US 11,855,849 B1
Artificial intelligence based self-organizing event-action management system for large-scale networks
Melissa Elaine Davis, Edmonds, WA (US); Renaud Bordelet, Dublin (FR); Charles Alexander Carman, Seattle, WA (US); David Elfi, Bothell, WA (US); Anton Vladilenovich Goldberg, San Jose, CA (US); Kyle Bradley Peterson, Seattle, WA (US); and Christopher Allen Suver, Seattle, WA (US)
Assigned to Amazon Technologies, Inc., Seattle, WA (US)
Filed by Amazon Technologies, Inc., Seattle, WA (US)
Filed on Sep. 26, 2017, as Appl. No. 15/716,201.
Int. Cl. H04L 41/12 (2022.01); G06N 20/00 (2019.01); G06N 5/046 (2023.01); H04L 67/12 (2022.01)

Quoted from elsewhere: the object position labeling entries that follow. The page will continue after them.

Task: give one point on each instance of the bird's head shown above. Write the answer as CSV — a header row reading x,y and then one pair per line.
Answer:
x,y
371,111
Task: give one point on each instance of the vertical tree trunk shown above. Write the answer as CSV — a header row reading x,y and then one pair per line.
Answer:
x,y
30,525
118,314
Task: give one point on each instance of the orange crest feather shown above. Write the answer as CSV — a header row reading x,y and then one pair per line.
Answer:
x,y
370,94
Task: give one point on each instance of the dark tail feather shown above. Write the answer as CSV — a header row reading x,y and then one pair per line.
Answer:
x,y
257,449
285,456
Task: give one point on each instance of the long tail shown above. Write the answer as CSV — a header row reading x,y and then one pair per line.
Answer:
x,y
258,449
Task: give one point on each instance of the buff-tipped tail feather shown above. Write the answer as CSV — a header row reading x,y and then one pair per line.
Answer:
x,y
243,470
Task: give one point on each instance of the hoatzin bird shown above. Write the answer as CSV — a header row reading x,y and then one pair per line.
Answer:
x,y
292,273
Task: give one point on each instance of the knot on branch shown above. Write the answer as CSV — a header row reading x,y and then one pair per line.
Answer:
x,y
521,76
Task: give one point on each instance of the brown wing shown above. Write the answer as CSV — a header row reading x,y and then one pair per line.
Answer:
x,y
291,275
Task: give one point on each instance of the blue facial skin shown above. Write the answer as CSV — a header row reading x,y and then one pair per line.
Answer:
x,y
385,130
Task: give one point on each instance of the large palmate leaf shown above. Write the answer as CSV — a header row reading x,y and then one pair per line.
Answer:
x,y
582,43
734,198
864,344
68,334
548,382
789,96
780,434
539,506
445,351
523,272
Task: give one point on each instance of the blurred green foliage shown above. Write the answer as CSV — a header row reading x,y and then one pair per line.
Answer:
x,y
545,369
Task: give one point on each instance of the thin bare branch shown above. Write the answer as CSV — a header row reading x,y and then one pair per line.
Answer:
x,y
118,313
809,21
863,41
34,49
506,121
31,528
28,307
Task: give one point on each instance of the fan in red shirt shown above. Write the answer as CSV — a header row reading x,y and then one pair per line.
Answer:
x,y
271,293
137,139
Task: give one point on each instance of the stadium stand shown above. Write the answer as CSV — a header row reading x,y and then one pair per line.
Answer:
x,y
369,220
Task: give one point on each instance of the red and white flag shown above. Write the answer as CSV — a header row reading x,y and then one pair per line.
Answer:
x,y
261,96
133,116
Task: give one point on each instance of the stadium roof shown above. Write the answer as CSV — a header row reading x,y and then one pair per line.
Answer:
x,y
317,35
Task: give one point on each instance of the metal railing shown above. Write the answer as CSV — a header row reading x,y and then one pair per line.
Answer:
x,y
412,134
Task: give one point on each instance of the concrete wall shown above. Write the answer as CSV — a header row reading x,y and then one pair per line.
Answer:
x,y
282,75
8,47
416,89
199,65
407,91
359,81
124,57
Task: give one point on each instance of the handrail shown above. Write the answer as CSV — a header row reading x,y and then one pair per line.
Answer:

CPC H04L 41/12 (2013.01) [G06N 5/046 (2013.01); G06N 20/00 (2019.01); H04L 67/12 (2013.01)] 20 Claims
OG exemplary drawing
 
1. An artificial intelligence-based system for resource management of a network, comprising:
one or more computing devices comprising one or more processors that implement a collection of rule processing units organized into a plurality of layers, including (a) a leaf layer comprising a plurality of rule processing units and (b) at least one non-leaf layer comprising one or more rule processing units, wherein an individual rule processing unit is implemented at one or more of the one or more computing devices,
wherein a first rule processing unit of the leaf layer is configured to:
receive an indication of a first rule set to be implemented at the first rule processing unit in response to observations collected from one or more sensors associated with a particular monitored device of the network;
apply a rule of the first rule set to a first observation generated by a first sensor of the one or more sensors, wherein application of the first rule results in an initiation of a first corrective action;
cause a first set of metadata comprising respective indications of (a) the first observation and (b) the first corrective action to be stored at one or more data stores; and
in response to a determination, based at least in part on a second observation generated by the first sensor after the first corrective action has been initiated, that the initiated first corrective action did not meet a success criterion, transmit an escalation message to at least one rule processing unit at a non-leaf layer that is hierarchically above the leaf layer; and
wherein the at least one rule processing unit at the non-leaf layer is configured to determine, responsive to receipt of the escalation message from the first rule processing unit of the leaf layer, whether an additional corrective action should be initiated; and
one or more event-action record analyzers implemented at one or more other computing devices separate from the one or more computing devices that implement the collection of rule processing units, the one or more event-action record analyzers including a first event-action analyzer configured to:
identify an input data set for one or more machine learning models trained to evaluate rule sets, wherein the input data set comprises a plurality of sets of metadata generated at the collection of rule processing units, including the first set of metadata stored at the one or more data stores by the first rule processing unit of the leaf layer, wherein the first set of metadata is based on the application by the first rule processing unit of the rule of the first rule set to the first observation;
identify, using the input data set including the first set of metadata obtained from the one or more data stores, and using the one or more machine learning models, one or more rule modification recommendations including a first rule modification recommendation to modify the rule applied to the first observations; and
cause the first rule modification recommendation to be propagated to one or more rule processing units in the plurality of layers of the collection.